Is it possible to expand the timeout of a scroll after it has been sent?
Basically telling ES: "You sent me some results in the last scroll, but I'm late for processing it. Can you keep the scroll context alive a little longer (than what I previously ask you to)?".
Here is me use case context:
I'm using the Java API to retrieve whole indices thanks to the scroll process.
For each doc, I have a process that is usually very short but can be (very) very long depending on docs.
So it makes it very difficult to anticipate the time needed to process a scroll and set a proper Timeout.
Sometime I need a huuuuge timeout to process the scroll (but I don't know it in advance), and I can't afford to set a big timeout for every scroll.
Since we need to use the last scroll_id for every request, I wrongly assumed that there were all different. So calling again the same id when I was running out of time to "retrieve the same documents and reset the timeout" would work . But unfortunately, making the same call twice do not retrieve the same result.
So me question is: (how) can I keep scroll context alive dynamically?
// Begin processing response
// See after few docs that we need more time
// run something like Client.keepScrollContextAlive(previousScrollId, newTimeout).execute().actionGet();
// Finish processing the scroll
// Call the next scroll
But you could do it the other way.
Use a very looong time out and then explicitly call clear scroll if you have any exception?
Yes, that might solve my problem!
But what happens if the scroll_id stays the same?
I will call the scroll "blabla1", which will return some docs and the next id which will also be blabla1.
If I call clear scroll, I won't be able to get next the next batch of docs, right?

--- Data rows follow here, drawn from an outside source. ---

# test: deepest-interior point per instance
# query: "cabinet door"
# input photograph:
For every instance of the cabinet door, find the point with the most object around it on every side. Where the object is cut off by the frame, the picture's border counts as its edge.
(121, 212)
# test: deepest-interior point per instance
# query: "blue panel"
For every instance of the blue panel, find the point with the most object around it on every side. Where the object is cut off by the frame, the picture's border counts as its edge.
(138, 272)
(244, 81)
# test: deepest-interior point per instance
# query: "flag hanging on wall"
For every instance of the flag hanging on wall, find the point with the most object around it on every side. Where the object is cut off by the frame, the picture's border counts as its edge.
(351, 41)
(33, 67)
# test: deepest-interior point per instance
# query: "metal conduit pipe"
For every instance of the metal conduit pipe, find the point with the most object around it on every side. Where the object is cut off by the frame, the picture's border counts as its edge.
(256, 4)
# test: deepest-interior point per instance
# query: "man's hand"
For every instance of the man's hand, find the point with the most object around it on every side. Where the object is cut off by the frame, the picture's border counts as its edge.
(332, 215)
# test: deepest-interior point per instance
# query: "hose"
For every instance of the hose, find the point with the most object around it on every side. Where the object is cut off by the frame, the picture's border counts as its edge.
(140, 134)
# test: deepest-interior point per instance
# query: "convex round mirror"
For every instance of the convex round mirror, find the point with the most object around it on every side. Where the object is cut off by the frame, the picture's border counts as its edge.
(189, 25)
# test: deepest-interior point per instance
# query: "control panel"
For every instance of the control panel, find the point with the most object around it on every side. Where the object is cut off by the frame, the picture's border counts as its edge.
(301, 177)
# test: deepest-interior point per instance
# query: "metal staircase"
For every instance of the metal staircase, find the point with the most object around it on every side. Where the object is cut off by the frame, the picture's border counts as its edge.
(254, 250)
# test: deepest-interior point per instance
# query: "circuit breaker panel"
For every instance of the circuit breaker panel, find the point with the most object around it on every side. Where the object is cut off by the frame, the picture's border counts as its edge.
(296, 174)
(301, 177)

And if I wait for the id to change before clearing the scroll (let's say after 11 scrolls), will ES keep all the 10 scrolls in memory while I'm processing the last?

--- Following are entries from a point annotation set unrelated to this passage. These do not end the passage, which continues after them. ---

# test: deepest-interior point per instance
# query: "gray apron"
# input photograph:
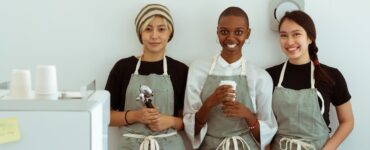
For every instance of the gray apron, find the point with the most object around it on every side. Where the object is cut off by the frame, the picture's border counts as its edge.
(225, 132)
(300, 121)
(139, 136)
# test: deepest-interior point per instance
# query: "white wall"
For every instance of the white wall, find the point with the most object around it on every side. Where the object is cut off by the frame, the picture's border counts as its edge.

(That's way better than what I had, anyway.)
The next scroll ID always changes after the current one is requested.
In my own experience, my scroll Id do not always change, especially during the first calls (but calling them again following the "call the last" rule do parse the next scroll). I ran SHA1 on them and even char-to-char comparison to be sure that they were identical and not just alike.
Mooky (Scroll Questions , question 4) and Sujoysett (Do unique/reusable _scroll_ids exist?) seem to have experienced the same situation.
I know the ID is related to shards and/or their state, but I don't know the details. But in my case, it doesn't always change.
1)I run the first request, asking for a new scroll context.
Result on the right panel: Some docs and an ID.
- Then I copy/paste the ID in the body of the second request, and execute.
I got some different doc, but same id. (Verified "manually", on https://www.diffnow.com/, and same sha1)
So my questions remain :).